«Fotografia dell’11 settembre»: la poesia che ricorda e salva

Oggi ricorre il diciassettesimo anniversario di un evento che ha chiuso un’epoca per lasciare il posto a un’altra: gli attentati terroristici dell’11 settembre 2001 al World Trade Center di New York, in cui trovarono la morte quasi tremila persone. Tra gli attacchi terroristici più sanguinosi della storia contemporanea, una sorta di cesura nelle vite di tutti. Si potrebbe parlare di un «pre-11 settembre» e di un «post-11 settembre».

Da un’immagine a una poesia

Vogliamo ricordare quanto è accaduto con una meravigliosa e toccante poesia della polacca Wisława Szymborska (1923-2012), premio Nobel per la letteratura nel 1996. Il componimento da lei dedicato alla strage si intitola Fotografia dell’11 settembre, un titolo che rimanda alle diverse foto, diventate in seguito iconiche, comparse sui giornali di tutto il mondo dal 12 settembre 2001.

L’immagine cui si è ispirata la Szymborska per la sua poesia è nota come The Falling Man, ovvero l’uomo che precipita. Nella foto, tristemente famosa, vediamo un uomo che per sfuggire alle fiamme del grattacielo andato a fuoco si lancia nel vuoto.
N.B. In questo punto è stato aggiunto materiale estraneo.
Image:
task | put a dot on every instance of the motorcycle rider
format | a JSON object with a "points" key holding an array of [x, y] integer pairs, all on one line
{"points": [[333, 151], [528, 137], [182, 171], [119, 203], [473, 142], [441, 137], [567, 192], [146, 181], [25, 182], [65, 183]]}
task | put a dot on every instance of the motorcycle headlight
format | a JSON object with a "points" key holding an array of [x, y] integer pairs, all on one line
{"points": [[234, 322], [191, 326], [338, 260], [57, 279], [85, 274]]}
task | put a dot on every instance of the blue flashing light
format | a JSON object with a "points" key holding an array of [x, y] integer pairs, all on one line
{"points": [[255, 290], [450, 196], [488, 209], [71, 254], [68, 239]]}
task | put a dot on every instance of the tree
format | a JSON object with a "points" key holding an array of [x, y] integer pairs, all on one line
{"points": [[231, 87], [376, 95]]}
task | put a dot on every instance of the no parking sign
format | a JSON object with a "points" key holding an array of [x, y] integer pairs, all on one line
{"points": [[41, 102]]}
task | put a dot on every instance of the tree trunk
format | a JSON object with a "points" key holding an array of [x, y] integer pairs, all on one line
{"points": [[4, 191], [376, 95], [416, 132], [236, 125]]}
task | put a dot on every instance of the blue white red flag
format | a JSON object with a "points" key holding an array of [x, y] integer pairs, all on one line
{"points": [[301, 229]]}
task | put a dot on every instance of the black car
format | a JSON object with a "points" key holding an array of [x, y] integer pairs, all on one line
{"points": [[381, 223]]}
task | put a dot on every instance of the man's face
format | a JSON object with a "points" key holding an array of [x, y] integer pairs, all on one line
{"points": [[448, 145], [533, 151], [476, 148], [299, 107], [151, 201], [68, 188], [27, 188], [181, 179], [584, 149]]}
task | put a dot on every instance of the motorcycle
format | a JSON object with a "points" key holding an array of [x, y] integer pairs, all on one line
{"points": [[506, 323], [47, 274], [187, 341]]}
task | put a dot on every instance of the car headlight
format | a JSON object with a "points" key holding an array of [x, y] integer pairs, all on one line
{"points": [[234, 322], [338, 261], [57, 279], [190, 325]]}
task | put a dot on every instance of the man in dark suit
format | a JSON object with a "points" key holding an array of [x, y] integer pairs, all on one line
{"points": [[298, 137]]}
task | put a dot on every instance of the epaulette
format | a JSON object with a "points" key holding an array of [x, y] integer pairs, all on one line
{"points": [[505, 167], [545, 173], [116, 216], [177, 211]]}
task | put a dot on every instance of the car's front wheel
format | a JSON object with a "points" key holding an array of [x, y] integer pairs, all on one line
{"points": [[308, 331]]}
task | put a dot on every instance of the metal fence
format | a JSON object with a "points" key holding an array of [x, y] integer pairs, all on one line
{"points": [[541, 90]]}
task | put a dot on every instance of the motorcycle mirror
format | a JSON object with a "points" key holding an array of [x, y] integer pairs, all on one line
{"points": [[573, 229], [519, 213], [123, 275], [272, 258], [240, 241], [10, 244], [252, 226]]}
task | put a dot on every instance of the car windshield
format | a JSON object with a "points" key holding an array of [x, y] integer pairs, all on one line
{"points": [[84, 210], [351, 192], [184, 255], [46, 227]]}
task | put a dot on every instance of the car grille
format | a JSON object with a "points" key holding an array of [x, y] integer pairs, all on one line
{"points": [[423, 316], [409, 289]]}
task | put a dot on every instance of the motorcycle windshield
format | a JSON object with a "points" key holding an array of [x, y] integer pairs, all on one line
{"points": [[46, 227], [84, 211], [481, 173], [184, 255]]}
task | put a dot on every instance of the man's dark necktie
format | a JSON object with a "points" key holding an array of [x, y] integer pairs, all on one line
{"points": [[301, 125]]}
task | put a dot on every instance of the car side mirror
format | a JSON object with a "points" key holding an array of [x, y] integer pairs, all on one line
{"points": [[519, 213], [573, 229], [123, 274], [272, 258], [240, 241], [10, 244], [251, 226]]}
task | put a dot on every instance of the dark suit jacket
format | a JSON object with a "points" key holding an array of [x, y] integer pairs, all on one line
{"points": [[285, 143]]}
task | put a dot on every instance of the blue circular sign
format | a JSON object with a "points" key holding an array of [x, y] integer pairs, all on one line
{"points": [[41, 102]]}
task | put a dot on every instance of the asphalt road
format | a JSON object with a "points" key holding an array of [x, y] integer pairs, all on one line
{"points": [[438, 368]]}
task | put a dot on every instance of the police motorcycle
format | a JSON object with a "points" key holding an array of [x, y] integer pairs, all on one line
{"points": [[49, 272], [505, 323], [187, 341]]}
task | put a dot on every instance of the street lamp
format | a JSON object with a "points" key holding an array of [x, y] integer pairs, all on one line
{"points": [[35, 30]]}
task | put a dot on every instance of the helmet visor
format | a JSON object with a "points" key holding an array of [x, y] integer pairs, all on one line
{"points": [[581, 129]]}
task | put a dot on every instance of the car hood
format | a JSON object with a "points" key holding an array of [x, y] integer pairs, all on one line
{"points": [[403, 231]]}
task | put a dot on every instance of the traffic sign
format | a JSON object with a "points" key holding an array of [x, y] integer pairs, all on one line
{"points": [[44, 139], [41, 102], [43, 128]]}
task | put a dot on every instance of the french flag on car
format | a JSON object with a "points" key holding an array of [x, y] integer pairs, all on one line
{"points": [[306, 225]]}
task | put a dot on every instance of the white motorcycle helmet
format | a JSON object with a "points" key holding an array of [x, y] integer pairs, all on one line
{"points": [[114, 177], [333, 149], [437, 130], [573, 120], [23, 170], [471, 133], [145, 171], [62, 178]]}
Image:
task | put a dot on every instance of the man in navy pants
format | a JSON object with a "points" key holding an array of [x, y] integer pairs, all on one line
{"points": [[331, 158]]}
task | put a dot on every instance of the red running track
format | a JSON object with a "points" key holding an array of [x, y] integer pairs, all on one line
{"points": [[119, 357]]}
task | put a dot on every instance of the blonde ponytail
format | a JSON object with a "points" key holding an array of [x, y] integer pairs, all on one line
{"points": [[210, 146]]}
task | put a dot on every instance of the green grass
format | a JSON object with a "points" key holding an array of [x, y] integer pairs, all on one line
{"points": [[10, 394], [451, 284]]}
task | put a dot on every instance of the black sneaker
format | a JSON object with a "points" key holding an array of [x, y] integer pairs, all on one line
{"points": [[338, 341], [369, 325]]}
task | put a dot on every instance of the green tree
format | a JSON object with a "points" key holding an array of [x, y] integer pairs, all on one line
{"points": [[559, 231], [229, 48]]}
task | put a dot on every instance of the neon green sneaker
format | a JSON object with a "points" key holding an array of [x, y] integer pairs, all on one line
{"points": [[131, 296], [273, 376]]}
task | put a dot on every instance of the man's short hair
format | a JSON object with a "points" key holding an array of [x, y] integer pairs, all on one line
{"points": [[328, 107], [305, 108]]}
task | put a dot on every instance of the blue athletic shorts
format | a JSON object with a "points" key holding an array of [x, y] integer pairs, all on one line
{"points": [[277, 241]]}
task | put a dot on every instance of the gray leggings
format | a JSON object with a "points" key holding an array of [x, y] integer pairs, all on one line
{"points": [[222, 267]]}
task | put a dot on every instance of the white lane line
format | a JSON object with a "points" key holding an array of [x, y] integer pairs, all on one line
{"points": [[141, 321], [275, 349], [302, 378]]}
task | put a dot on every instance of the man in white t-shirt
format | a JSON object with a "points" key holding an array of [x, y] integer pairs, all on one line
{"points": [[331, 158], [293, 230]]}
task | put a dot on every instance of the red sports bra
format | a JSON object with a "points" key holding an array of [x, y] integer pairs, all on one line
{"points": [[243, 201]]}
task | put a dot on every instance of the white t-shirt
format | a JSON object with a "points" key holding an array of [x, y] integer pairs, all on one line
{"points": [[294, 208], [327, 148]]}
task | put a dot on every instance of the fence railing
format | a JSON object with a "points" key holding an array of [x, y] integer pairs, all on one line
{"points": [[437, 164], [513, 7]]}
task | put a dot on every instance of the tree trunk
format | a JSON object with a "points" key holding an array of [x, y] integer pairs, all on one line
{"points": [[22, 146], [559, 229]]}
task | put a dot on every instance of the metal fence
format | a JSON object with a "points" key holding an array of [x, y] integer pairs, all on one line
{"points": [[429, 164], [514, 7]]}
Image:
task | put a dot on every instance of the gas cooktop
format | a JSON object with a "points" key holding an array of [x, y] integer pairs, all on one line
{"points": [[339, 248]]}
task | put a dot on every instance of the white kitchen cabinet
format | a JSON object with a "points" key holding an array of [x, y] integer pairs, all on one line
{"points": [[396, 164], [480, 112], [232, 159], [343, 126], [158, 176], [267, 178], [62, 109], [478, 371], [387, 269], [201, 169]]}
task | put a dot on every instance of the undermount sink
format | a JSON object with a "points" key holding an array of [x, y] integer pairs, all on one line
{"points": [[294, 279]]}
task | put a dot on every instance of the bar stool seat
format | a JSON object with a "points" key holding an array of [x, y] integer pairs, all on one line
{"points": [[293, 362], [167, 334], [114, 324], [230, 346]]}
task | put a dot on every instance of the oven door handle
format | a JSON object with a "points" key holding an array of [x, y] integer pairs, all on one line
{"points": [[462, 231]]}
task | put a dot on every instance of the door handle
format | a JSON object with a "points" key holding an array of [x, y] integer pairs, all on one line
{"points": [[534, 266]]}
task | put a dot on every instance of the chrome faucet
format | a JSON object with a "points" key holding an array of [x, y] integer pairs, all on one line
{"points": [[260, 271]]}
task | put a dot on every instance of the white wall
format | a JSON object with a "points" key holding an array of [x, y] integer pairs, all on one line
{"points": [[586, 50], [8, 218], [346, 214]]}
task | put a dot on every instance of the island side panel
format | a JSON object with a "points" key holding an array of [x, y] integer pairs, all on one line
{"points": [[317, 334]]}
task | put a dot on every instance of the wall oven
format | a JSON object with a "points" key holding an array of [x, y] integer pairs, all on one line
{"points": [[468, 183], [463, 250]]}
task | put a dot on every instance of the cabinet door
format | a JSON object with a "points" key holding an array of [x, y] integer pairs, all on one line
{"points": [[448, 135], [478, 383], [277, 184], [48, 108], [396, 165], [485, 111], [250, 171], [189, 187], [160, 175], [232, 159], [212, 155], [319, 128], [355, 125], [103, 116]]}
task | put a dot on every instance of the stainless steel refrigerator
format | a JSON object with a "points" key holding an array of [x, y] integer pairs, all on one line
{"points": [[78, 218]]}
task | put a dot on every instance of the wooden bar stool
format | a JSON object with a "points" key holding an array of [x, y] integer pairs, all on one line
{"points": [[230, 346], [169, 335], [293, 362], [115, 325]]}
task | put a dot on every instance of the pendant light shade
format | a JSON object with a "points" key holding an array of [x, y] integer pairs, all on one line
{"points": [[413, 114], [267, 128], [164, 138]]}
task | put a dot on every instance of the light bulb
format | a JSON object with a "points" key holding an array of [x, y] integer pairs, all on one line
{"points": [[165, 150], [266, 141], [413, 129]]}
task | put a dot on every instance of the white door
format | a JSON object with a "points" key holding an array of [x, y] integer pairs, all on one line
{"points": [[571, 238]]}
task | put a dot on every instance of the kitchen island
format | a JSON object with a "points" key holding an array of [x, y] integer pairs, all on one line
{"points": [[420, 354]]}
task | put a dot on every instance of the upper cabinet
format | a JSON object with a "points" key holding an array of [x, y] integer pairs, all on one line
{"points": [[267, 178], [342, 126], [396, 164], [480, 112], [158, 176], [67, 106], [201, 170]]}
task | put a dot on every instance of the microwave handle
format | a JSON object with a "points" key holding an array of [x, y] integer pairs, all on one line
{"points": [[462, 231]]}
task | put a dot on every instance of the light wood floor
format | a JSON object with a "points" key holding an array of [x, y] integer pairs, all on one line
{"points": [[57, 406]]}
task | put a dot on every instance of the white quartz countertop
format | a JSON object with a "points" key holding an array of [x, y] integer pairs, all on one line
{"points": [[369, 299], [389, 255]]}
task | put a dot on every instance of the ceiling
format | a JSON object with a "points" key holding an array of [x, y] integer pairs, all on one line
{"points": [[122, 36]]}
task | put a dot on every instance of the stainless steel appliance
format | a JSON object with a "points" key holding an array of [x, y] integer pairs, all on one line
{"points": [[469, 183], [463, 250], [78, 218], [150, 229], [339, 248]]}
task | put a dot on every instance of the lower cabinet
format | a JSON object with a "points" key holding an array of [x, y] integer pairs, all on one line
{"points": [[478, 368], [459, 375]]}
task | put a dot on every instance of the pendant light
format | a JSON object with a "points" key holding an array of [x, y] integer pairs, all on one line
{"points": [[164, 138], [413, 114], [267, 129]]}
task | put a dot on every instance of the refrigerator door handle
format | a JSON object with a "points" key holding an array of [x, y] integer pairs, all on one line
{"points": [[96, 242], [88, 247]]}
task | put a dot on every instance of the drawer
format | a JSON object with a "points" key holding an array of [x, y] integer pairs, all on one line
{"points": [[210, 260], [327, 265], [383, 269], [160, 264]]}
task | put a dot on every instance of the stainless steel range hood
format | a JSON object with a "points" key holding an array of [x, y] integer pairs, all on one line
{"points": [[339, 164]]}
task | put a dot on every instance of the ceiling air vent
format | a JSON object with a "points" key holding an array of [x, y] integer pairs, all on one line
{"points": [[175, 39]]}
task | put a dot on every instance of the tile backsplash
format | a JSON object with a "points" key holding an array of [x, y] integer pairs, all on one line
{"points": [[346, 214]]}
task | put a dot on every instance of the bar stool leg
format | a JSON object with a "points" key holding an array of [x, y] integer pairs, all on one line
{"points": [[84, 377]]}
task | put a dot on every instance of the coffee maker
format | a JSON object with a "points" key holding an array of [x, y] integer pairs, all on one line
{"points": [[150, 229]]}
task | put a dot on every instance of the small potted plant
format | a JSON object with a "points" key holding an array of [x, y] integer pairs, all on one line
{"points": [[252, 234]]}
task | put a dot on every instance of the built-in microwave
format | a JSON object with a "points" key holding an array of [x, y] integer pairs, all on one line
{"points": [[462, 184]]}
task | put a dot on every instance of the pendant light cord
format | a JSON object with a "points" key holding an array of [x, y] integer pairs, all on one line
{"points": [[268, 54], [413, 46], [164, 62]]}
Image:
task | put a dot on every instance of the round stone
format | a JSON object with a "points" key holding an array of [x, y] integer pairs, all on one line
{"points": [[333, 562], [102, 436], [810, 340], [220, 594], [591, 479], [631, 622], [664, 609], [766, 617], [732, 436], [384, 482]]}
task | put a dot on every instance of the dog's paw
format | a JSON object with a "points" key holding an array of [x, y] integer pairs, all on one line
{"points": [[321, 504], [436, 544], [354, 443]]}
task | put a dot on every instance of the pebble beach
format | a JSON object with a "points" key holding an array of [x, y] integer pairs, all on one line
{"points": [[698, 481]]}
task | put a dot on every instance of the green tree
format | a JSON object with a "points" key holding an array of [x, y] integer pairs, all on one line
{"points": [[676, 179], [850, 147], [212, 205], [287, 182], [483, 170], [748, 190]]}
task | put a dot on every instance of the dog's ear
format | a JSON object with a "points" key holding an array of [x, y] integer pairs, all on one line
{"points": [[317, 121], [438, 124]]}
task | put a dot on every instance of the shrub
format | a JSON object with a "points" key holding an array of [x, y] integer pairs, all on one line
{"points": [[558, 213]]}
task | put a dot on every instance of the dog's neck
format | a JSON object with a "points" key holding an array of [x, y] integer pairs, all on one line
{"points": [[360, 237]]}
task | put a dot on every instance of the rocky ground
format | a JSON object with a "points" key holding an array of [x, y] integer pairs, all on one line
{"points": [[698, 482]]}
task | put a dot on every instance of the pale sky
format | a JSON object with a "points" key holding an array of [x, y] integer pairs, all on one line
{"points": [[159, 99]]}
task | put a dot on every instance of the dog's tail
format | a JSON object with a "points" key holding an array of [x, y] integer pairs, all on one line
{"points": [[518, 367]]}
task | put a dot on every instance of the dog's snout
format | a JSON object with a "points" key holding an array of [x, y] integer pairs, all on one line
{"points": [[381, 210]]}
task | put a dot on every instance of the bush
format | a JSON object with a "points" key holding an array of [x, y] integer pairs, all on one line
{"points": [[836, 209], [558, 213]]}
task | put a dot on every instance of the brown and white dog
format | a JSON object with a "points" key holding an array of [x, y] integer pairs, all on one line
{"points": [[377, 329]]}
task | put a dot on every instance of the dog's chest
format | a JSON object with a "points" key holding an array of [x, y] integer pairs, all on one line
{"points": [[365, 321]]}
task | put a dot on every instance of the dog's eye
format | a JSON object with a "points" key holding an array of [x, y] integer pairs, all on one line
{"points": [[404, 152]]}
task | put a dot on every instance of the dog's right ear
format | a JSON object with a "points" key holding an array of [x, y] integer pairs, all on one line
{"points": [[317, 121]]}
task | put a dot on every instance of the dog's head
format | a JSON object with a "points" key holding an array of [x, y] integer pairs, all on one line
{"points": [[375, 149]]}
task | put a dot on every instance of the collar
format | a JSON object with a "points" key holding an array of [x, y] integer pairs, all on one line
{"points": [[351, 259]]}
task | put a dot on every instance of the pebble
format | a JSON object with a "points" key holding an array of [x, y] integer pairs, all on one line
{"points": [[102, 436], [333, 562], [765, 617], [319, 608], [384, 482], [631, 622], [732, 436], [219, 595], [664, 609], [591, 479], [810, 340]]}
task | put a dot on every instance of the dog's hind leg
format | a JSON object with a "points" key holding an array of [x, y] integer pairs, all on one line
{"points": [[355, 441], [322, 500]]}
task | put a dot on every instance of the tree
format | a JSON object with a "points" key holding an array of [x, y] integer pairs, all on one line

Un’immagine tragica e scioccante, in qualche modo insolita, come aveva scritto anche la giornalista e scrittrice italiana Oriana Fallaci subito dopo gli attentati:

Alle guerre io ho sempre visto la gente che muore ammazzata. Non l’ho mai vista la gente che muore ammazzandosi, buttandosi senza paracadute dalle finestre d’un ottantesimo o novantesimo o centesimo piano.

11 settembre

The Falling Man, fotografia scattata da Richard Drew il giorno degli attentati alle Torri Gemelle.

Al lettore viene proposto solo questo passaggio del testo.